Attenuation of Chikungunya virus vaccine strain 181/clone 25 is determined by two amino acid substitutions in the E2 envelope glycoprotein

Abstract

Chikungunya virus (CHIKV) is the mosquito-borne alphavirus that is the etiologic agent of massive outbreaks of arthralgic febrile illness that recently affected millions of people in Africa and Asia. The only CHIKV vaccine that has been tested in humans, strain 181/clone 25, is a live-attenuated derivative of Southeast Asian human isolate strain AF15561. The vaccine was immunogenic in phase I and II clinical trials; however, it induced transient arthralgia in 8% of the vaccinees. There are five amino acid differences between the vaccine and its parent, as well as five synonymous mutations, none of which involves cis-acting genome regions known to be responsible for replication or packaging. To identify the determinants of attenuation, we therefore tested the five nonsynonymous mutations by cloning them individually or in different combinations into infectious clones derived from two wild-type (WT) CHIKV strains, La Reunion and AF15561. Levels of virulence were compared with those of the WT strains and the vaccine strain in two different murine models: infant CD1 and adult A129 mice. An attenuated phenotype indistinguishable from that of the 181/clone 25 vaccine strain was obtained by the simultaneous expression of two E2 glycoprotein substitutions, with intermediate levels of attenuation obtained with the single E2 mutations. The other three amino acid mutations, in nsP1, 6K, and E1, did not have a detectable effect on CHIKV virulence. These results indicate that the attenuation of strain 181/clone 25 is mediated by two point mutations, explaining the phenotypic instability observed in human vaccinees and also in our studies.

Fig 1

Schematic representation of the CHIKV genome. (a) Positions of nonsynonymous mutations in vaccine strain 181/25. (b) Mutations cloned into the CHIKV LR genomic backbone. Numbers correspond to amino acid positions of the mutations in the respective viral protein. SG, subgenomic.

Fig 2

Mean body weights of 6- to 7-day-old CD1 mice (n = 10) after SC infection with 10⁵ PFU of CHIKV strain LR, mutants, or vaccine strain 181/25.

Fig 3

Survival of 8- to 10-week-old A129 mice (n = 4 or 5) after ID infection with 10⁴ PFU of CHIKV strain LR, mutants, or vaccine strain 181/25. Animals were monitored for 18 days.

Fig 4

Morbidity in 8- to 10-week-old A129 mice (n = 4 or 5) after ID infection with 10⁴ PFU of CHIKV strain LR, mutants, or vaccine strain 181/25. (a) Body weight changes. (b) Body temperature changes. (c) Footpad swelling at day 2 postinfection.

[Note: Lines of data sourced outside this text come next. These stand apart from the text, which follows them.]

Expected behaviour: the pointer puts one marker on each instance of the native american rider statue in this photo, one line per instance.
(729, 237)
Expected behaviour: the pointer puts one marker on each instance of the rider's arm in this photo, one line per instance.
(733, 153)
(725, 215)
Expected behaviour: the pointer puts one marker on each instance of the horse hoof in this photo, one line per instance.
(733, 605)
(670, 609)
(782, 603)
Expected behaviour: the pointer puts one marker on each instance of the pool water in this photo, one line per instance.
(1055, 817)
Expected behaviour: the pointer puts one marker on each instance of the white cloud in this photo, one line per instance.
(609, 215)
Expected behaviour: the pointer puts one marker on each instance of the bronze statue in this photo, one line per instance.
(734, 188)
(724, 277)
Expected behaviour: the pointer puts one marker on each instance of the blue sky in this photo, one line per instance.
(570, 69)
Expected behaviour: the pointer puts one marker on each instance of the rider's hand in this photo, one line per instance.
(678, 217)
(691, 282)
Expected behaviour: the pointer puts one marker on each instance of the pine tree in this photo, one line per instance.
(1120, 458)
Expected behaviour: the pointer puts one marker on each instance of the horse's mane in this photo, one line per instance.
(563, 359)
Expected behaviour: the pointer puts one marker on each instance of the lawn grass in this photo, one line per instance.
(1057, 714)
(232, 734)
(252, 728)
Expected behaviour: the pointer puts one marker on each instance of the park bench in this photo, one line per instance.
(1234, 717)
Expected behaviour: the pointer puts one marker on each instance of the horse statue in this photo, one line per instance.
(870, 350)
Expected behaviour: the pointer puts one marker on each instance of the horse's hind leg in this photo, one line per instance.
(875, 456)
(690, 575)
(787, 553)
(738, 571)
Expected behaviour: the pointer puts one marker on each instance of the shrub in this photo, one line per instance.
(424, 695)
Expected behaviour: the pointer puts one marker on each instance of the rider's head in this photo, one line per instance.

Asterisks indicate P values (determined by one-way ANOVA with a Tukey-Kramer posttest) of differences from 181/25 or PBS control groups. *, P < 0.05; **, P < 0.01.

Fig 5

Schematic representations of CHIKV AF15561 genomes with cloned mutations. Numbers correspond to amino acid positions of the mutations in the respective viral proteins.

Fig 6

Survival of 5- to 8-week-old A129 mice (n = 9) after ID infection with 10⁴ PFU of CHIKV strain AF15561, mutants, or vaccine strain 181/25. Animals were monitored for 14 days.

Fig 7

Morbidity in 5- to 8-week-old A129 mice (n = 9) after ID infection with 10⁴ PFU of CHIKV strain AF15561, mutants, or vaccine strain 181/25. (a) Body weight changes. (b) Body temperature changes. (c) Footpad swelling. ***, P < 0.001 (determined by one-way ANOVA with a Tukey-Kramer posttest) compared to the 181/25 group. p.i., postinfection.

Fig 8

Crystal structure of the mature envelope glycoprotein complex of CHIKV fitted into a cryoelectron microscopic reconstruction map of Western equine encephalitis virus glycoprotein spikes on the surface of the viral particle (39), prepared using UCSF Chimera software (30). (a) Cryoelectron microscopic map of Western equine encephalitis virus. (b) Top view of the three E2-E1 heterodimers forming the spike, magnified from a circle in panel a, with the CHIKV E2-E1 crystal structure fitted into one of the heterodimers. (c) Same spike with the CHIKV crystal structure as in panel b, rotated 90°. (d) Ribbon diagram of the CHIKV heterodimer (Molecular Modeling Database identification no. 86612, chains B and F [52]) in the same orientation as in panel b. E2 is yellow, and E1 is blue. E2 amino acid positions T12 and G82 are shown as red spheres. E2 positions 76 and 114 are residues described in the literature as responsible for heparan sulfate binding in SINV (4, 19) and are shown as magenta and cyan spheres, respectively.